Sunday sermons reflect on hurricanes hitting the Gulf Coast, mud slides in Guatemala, floods in New England, an epic earthquake in Pakistan and even heavy rains in Washington that scared crowds away from the National Mall during an evangelistic rally.
Evangelicalism “is a movement that vests people with authority when they can convince (others) that they have something strong and powerful and effective to say,” said Joel Carpenter, provost of Calvin College in Grand Rapids, Mich., and a historian of American religion.
“So, yeah, you’re giving up something when you say, ‘Look, folks, this is just mysterious. And yes, as a careful student of the Scripture, I search and search, and I find the biblical writer is pointing to mystery as well, pointing to trust as the answer, (rather than) relying on my own understanding.’”
For at least 250 years, Carpenter said, evangelicals have placed a premium on understanding things of God as a crucial sign of an individual’s salvation.
Carpenter said anyone unsure of personal righteousness, especially in the 18th and 19th centuries, would likely hear from an evangelist: “If you can’t be more certain than that, then maybe you ought to doubt your salvation, and you can settle that today (by surrendering to Jesus Christ).”
The point, said Carpenter, was that “God really is going to make things clear to you, all kinds of things.”
Through the decades, scholars say, this notion of the saved as knowledgeable in all things godly has allowed little room for divine mystery.
But evangelical leaders today are increasingly admitting a lack of answers.
Evangelist Luis Palau, for instance, offered no explanation for why God allowed heavy rain to hinder his October “DC Festival,” an event that had high expectations after years of planning.
“You either believe that God is sovereign, that He makes no mistakes, that His way is perfect, as the Bible said, or you don’t,” Palau told a drenched and diminished crowd on the National Mall. “And I believe it.”
Palau isn’t the only high-profile evangelical scratching his head over the weather.

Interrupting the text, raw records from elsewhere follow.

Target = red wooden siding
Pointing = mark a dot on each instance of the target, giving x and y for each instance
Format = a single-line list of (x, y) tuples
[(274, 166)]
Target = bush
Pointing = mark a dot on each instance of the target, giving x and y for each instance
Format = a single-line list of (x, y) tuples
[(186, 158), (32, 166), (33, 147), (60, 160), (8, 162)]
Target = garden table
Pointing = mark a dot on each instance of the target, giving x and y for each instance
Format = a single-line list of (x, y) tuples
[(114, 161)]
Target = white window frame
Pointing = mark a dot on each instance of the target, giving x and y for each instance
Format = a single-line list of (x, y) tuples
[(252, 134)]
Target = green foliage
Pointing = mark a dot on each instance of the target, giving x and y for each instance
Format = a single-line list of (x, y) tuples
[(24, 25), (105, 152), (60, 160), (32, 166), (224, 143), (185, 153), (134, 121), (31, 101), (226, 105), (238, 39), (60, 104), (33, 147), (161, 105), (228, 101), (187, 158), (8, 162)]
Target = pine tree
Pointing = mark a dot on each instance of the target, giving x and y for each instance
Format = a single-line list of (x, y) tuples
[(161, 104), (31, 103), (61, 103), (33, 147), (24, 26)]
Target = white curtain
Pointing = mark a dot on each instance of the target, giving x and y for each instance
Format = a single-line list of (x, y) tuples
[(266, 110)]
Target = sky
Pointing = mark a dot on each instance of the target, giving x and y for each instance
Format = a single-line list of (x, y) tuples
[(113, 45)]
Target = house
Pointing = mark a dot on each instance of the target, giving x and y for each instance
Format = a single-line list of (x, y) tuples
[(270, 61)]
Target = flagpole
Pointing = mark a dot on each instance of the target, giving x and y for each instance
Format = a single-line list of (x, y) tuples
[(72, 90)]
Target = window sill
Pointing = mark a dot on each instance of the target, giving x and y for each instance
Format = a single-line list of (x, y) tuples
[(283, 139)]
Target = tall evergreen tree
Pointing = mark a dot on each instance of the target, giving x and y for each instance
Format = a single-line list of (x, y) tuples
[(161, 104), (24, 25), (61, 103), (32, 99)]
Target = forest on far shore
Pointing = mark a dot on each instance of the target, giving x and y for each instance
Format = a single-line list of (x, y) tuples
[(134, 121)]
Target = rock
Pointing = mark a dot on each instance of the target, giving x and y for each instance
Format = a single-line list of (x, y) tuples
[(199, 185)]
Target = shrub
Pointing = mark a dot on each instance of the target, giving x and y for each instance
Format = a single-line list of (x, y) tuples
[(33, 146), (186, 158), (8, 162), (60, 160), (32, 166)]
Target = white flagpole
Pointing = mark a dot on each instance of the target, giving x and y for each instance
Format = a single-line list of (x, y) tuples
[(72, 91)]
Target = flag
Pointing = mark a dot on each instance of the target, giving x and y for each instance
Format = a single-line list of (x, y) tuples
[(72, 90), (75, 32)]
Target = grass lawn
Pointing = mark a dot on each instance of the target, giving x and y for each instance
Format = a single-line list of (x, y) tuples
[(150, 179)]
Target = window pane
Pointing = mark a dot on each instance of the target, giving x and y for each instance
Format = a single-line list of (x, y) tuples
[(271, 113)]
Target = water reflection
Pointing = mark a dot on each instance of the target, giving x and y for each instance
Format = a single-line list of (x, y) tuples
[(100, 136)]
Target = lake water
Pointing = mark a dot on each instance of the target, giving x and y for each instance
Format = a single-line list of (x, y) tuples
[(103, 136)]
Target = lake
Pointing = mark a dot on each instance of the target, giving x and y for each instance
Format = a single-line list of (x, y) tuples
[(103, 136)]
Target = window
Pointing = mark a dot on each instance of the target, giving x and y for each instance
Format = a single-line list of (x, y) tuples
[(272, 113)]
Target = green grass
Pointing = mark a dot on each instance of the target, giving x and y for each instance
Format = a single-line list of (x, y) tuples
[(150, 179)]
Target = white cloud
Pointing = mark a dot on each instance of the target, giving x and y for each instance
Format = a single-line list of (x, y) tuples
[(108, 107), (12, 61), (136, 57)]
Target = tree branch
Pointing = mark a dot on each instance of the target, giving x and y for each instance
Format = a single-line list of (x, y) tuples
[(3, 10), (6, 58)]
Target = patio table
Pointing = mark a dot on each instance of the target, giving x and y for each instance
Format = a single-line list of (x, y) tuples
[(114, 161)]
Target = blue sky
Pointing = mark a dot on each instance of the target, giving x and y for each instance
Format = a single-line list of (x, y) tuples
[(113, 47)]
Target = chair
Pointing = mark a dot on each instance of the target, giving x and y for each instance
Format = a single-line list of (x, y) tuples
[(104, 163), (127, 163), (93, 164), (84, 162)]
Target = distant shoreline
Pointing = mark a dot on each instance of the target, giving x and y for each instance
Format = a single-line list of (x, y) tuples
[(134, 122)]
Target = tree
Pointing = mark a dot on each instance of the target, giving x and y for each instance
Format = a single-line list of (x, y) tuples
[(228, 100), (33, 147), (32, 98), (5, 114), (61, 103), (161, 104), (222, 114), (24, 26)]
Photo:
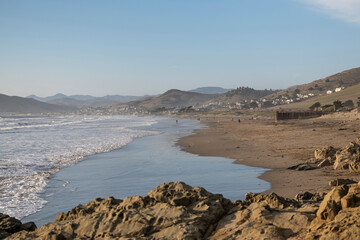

On Oct. 21, Jerry Falwell wrote in his newsletter, “What is the biblical significance of all these global disasters which have befallen us recently? The honest answer is, I do not know.”
Falwell’s open befuddlement is a shift for a Southern Baptist preacher who infamously said the Sept. 11, 2001, attacks were divine judgment for “throwing God out of the public square.”
Perhaps the days are fading, Carpenter suggests, when evangelicals “think they have power to convince and persuade (only) as long as they have power to explain.”
Meanwhile, hunger for the mysterious seems to be growing, scholars say, especially among young adult evangelicals.
They flock to the simple chanting of Taize-style services and inhale incense in the Orthodox, Roman Catholic and Anglican churches they’ve joined.
And young evangelicals welcome books pondering the mysterious side of God from writers such as Donald Miller and James Emery White, according to Jana Riess, religion book review editor at Publishers Weekly magazine.
“I certainly think,” said Riess, “(that) some of the younger generation (of evangelicals) are interested in letting God be mysterious and are comfortable with that.”
As they ponder life’s uncertainty in a post-Sept. 11, disaster-prone world, evangelical leaders are daring to speak of mystery even beyond the weather.
“All evangelical leaders today are dealing with much more sophisticated clienteles and are themselves theologically more nuanced” than in decades past, said David Edwin Harrell, professor emeritus of history at Auburn University and an expert on evangelical leaders of the 20th century.
“Neither for their own personal theologies nor for their customers are they going to offer the old-time, one-dimensional view of God,” Harrell said.
“There is something afoot, clearly, and that is that these are people who are looking in a broader and different way at God and His working from what many early evangelicals (in the 1940s and ’50s) would have.”